Universal settles with musicians for past royalties

Universal settles with musicians for past royalties

NEW YORK - The world's largest music group Universal on Tuesday announced a US$11.5 million (S$15.6 million) settlement with artists who alleged unfairly low royalties since the start of digital downloads.

The decision ends for now a long-running dispute in the music business as the two other record label conglomerates, Warner Music and Sony Music, earlier reached similar settlements.

Musicians including Chuck D of Public Enemy - the classic hip-hop group whose songs included "Fight the Power" - and metal band Whitesnake had sued Universal in 2011 over its formula for compensation.

Labels have classified digital downloads on sites such as iTunes as "sales" - similar to CDs or vinyl, in which artists generally earn around 15 per cent from sales.

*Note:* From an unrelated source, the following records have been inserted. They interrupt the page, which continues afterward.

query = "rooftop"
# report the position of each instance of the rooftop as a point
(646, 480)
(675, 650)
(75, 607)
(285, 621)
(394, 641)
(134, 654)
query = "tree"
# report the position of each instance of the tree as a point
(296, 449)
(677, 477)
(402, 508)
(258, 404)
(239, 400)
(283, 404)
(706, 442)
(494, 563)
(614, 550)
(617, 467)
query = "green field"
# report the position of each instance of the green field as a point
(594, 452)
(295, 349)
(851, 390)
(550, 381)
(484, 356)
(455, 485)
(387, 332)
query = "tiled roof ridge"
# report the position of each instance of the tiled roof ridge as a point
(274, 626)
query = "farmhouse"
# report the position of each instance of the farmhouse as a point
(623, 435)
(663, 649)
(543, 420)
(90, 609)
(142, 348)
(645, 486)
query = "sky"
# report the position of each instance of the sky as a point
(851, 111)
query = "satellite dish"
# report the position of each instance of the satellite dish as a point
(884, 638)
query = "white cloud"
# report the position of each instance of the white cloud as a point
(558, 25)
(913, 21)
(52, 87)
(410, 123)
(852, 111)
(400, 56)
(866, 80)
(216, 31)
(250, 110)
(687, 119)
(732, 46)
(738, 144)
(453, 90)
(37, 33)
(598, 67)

The plaintiffs said that downloads, which do not require the label to manufacture a physical product, were more accurately "licenses" in which artists earn half of the revenue.

Universal Music Group, a California-based unit of French conglomerate Vivendi, stood by its position as it announced the settlement.

"Although we are confident we appropriately paid royalties on digital downloads and adhered to the terms of contracts, we are pleased to amicably resolve this matter and avoid continued legal costs," it said in a statement.

Len Simon, a lawyer for the plaintiffs, called the settlement "a fair resolution of this controversy." Of the $11.5 million in the settlement, around $3 million will go to legal costs.

Artists can apply for a share of the remaining fund if they had a contract between January 1965 and April 30, 2004.

The artists will also enjoy an additional 10 per cent on future payments from downloads or phone ringtones.

The settlement also applies to artists on Capitol Records, the celebrated Los Angeles label whose roster has included The Beatles, Nat King Cole and Radiohead.

Capitol Records is now part of the Universal Music Group, which agreed to buy the label's British parent EMI in 2011.

The settlement was announced the same day that the global recording industry body IFPI announced that money generated from digital music matched physical sales' revenue in 2014.